As the new millennium dawned it became clear to us nuns at Thicket that the old Victorian house we lived in was becoming increasingly unsuitable; the cost of renovating and updating the building was completely beyond the means of the community. We decided that we did not want to leave the area, but knew that we should move whilst we had the energy and ability to do so.
After a long period of prayer, discussion and discernment a creative solution was found. The old house and part of the surrounding land was sold as a private residence, and we could then build a new monastery on the land we had retained.
We retained some of our own land to build the new monastery, within the walls of what had been the Victorian vegetable garden. The pear trees along the eastern curved wall behind the chapel are over 150 years old. The ruins you see as you enter the walled garden belonged to an early 18th-century house on the site, which is thought to have been destroyed by a fire. The surviving South-West corner was later incorporated into the vegetable garden wall.
A special service to inaugurate the bell of the new monastery in 2009
A cross on the lawn marks the burial site of the bones of the Cistercian nuns who lived in the original Thicket Priory, a medieval foundation dating from 1180, which was dissolved at the Reformation. We discovered after building our new monastery for fifteen sisters that the Cistercian monastery had choir stall for fifteen sisters. They numbered twelve at the time of the Dissolution, and in 2009 when we took possession of our new monastery building, our community also numbered twelve.

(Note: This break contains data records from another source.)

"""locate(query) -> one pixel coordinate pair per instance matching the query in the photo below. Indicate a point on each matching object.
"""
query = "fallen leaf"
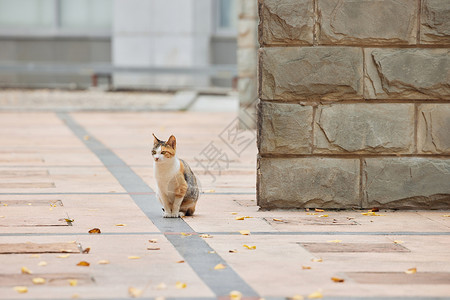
(38, 280)
(73, 282)
(83, 264)
(219, 267)
(134, 292)
(337, 279)
(161, 286)
(103, 262)
(235, 295)
(315, 295)
(21, 289)
(180, 285)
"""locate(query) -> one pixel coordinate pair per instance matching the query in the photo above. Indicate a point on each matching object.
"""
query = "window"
(55, 16)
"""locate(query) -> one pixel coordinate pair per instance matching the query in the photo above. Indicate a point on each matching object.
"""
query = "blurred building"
(152, 34)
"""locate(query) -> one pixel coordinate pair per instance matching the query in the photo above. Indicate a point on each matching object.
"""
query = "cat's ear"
(156, 140)
(172, 142)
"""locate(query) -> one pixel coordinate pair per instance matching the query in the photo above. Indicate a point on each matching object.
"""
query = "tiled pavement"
(96, 169)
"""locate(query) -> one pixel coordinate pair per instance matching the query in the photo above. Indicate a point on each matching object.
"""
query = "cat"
(177, 187)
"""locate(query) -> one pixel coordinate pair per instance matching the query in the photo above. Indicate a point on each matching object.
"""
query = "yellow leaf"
(235, 295)
(219, 267)
(134, 292)
(315, 295)
(83, 264)
(73, 282)
(21, 289)
(103, 262)
(38, 280)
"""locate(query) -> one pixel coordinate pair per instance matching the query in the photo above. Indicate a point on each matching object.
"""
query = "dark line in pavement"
(193, 248)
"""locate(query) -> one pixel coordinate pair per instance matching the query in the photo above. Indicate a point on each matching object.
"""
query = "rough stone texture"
(374, 22)
(408, 182)
(311, 73)
(308, 182)
(433, 129)
(407, 74)
(364, 128)
(435, 22)
(290, 22)
(284, 128)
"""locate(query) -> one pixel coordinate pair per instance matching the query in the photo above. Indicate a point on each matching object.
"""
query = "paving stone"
(364, 128)
(290, 22)
(311, 73)
(407, 182)
(308, 182)
(31, 248)
(353, 247)
(433, 129)
(407, 73)
(379, 22)
(432, 278)
(435, 22)
(284, 128)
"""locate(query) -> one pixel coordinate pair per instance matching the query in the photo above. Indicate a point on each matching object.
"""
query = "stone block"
(435, 22)
(374, 22)
(290, 22)
(308, 182)
(433, 129)
(284, 128)
(407, 74)
(407, 182)
(247, 31)
(311, 73)
(247, 61)
(364, 128)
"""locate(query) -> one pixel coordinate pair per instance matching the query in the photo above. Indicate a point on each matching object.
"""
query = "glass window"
(26, 13)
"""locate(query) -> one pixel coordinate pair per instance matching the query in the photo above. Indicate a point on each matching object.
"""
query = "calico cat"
(177, 187)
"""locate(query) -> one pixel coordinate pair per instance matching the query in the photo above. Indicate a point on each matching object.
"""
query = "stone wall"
(354, 107)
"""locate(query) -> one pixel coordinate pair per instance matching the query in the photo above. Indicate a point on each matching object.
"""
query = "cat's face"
(163, 151)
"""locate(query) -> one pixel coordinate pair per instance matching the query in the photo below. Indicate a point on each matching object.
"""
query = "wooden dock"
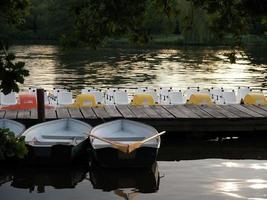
(178, 119)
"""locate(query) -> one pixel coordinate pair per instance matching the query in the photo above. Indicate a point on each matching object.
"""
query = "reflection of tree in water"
(126, 195)
(126, 183)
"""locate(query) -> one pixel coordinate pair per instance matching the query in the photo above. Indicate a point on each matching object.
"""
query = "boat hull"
(141, 157)
(58, 154)
(145, 180)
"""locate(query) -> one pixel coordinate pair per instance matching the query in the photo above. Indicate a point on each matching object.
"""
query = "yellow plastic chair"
(200, 99)
(84, 100)
(143, 99)
(255, 99)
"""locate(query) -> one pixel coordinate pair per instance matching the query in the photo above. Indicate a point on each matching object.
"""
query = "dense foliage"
(10, 146)
(11, 73)
(91, 22)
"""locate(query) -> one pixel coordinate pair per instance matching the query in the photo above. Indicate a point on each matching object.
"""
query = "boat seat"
(118, 139)
(143, 99)
(255, 99)
(44, 143)
(84, 100)
(63, 137)
(200, 99)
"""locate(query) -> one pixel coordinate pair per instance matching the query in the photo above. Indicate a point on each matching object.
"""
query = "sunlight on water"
(202, 66)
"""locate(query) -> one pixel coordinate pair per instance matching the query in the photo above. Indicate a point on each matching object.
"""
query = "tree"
(12, 12)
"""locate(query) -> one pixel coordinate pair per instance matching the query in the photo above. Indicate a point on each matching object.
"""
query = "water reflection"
(126, 67)
(126, 183)
(39, 177)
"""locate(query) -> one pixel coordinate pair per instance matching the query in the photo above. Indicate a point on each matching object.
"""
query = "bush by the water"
(10, 146)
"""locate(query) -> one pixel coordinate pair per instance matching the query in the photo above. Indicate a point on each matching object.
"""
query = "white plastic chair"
(99, 96)
(228, 98)
(154, 94)
(176, 98)
(121, 97)
(189, 91)
(205, 91)
(109, 96)
(9, 99)
(164, 93)
(64, 98)
(242, 92)
(141, 89)
(58, 90)
(32, 90)
(216, 93)
(87, 90)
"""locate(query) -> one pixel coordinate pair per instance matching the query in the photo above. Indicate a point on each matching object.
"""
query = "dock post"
(40, 105)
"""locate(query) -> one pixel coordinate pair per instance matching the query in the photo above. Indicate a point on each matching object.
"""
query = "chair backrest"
(64, 98)
(99, 96)
(32, 90)
(58, 90)
(85, 100)
(153, 93)
(200, 99)
(88, 90)
(141, 89)
(242, 92)
(9, 99)
(163, 93)
(229, 97)
(109, 99)
(205, 91)
(121, 97)
(27, 101)
(216, 93)
(143, 99)
(176, 98)
(189, 91)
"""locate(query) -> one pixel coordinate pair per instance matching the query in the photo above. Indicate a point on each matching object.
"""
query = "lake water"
(230, 169)
(131, 67)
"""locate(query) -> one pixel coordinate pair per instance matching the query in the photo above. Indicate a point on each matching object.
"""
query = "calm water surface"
(128, 67)
(202, 171)
(191, 179)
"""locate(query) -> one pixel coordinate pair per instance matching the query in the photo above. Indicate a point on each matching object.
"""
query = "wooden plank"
(224, 112)
(162, 112)
(187, 111)
(197, 110)
(75, 113)
(138, 111)
(263, 107)
(125, 111)
(101, 112)
(11, 114)
(151, 113)
(235, 111)
(88, 113)
(256, 109)
(213, 112)
(62, 113)
(24, 114)
(112, 111)
(248, 111)
(50, 114)
(175, 111)
(2, 113)
(34, 114)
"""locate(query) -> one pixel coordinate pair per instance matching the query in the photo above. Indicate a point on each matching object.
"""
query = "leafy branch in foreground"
(10, 146)
(11, 73)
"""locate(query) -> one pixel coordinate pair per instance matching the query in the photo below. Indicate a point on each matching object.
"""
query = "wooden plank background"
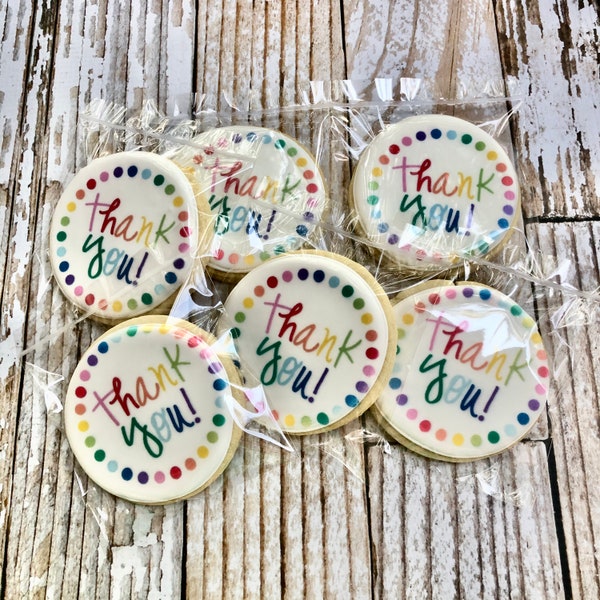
(351, 515)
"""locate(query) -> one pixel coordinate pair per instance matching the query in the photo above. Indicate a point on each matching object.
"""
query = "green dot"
(322, 419)
(476, 440)
(493, 437)
(347, 291)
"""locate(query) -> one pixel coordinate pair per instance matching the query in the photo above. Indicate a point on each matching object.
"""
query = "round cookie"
(146, 411)
(264, 189)
(471, 374)
(124, 235)
(316, 330)
(431, 190)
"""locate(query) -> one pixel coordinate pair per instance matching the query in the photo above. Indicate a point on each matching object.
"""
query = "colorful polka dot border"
(324, 383)
(266, 195)
(155, 429)
(457, 389)
(433, 189)
(123, 234)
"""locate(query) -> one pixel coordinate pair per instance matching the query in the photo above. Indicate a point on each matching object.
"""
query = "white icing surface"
(432, 189)
(264, 189)
(123, 234)
(471, 374)
(316, 335)
(146, 411)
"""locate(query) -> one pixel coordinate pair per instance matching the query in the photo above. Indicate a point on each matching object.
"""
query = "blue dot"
(351, 400)
(395, 383)
(219, 385)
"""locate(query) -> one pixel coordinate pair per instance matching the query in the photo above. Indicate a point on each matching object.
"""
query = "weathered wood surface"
(349, 515)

A stained glass window we took from the old chapel to the new.
2015 seemed like an auspicious year in which to have the chapel of the new monastery formally blessed by the Bishop of Middlesbrough, Rt. Rev. Terence Drainey. 2015 was the 5th centenary of the birth of Saint Teresa, the Year of Consecrated Life within the Catholic Church, and the 60th anniversary of the move from Devon to Yorkshire.
The bishop anointing the walls of the chapel with the oil of chrism.